The exterior of a Sbarro restaurant in Manhattan. The Melville-based...

The exterior of a Sbarro restaurant in Manhattan. The Melville-based Italian-food chain reached an agreement with lenders and most note holders to reduce its debt and sell shares. (Feb. 1, 2011) Credit: Charles Eckert

Sbarro Inc., the quick-service Italian restaurant chain, struck a deal with a majority of its senior lenders and filed for Chapter 11 bankruptcy protection Monday, hoping to reverse its financial troubles as quickly as possible, the company said.

Melville-based Sbarro Inc., which has 1,045 restaurants around the world and 14 locations on Long Island, reached an agreement with all of its second-lien secured lenders and almost 70 percent of its senior noteholders to reduce its crippling $368-million debt by some 53 percent, or about $195 million, in exchange for equity, court documents said.

If the court approves, Sbarro will have access to $35 million in debtor-in-possession financing to continue its business operations. The company also will be able to raise $30 million by offering new stock to existing shareholders -- a process guaranteed by two major lenders.

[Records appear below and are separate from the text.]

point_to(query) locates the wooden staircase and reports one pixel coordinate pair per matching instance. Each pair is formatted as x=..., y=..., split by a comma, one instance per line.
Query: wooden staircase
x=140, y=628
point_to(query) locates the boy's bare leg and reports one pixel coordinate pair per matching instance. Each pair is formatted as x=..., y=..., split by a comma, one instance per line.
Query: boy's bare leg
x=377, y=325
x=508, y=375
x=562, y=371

The company, which was bought by private-equity firm MidOcean Partners in 2007, said it expects its restaurants to operate "without interruption during the restructuring process."

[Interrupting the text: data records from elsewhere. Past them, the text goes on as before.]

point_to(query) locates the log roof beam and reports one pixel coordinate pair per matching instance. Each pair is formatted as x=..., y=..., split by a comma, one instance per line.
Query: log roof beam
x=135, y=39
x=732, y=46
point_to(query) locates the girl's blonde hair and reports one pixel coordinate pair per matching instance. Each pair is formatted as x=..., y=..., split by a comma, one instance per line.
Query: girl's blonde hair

"We believe this plan represents the best opportunity for Sbarro to clear a path for future growth by restructuring its debt in an effective and timely manner," said Nicholas McGrane, interim president and chief executive of Sbarro Inc., in a statement.

In the court filings, McGrane notes that the company's business was hit hard by a surge of prices for raw materials such as cheese and flour in 2007 and 2008. Its restaurants, many of which are located in malls, suffered from "unprecedented declines in mall traffic" during the height of the recession in the fourth quarter of 2008 and most of 2009.

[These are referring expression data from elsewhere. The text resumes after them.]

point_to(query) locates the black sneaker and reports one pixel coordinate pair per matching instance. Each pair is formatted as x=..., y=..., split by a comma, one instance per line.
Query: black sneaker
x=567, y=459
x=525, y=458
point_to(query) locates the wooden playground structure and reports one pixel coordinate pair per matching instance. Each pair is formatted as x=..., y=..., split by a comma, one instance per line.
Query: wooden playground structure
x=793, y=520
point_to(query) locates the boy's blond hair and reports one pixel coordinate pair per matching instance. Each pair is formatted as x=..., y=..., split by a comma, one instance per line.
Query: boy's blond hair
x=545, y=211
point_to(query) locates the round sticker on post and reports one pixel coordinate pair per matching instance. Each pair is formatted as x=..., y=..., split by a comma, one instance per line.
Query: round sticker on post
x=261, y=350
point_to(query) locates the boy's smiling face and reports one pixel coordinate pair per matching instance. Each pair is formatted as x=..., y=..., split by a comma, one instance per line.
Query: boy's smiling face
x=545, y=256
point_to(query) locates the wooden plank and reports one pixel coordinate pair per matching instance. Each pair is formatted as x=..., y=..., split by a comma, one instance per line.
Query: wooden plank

"Price increases and cost-cutting measures taken to combat commodity inflation and maintain earnings during this difficult period contributed to challenges with the brand, and performance lagged the rebounds in mall traffic beginning in early 2010," court documents stated.

Sbarro had to contend with the frugal mindset of its consumers, many of whom had been hurt financially during the recession, said Barry Berman, Hofstra University business professor.

"They cater to more of a working-class family than an affluent family and the working class has really been affected by the recession," Berman said.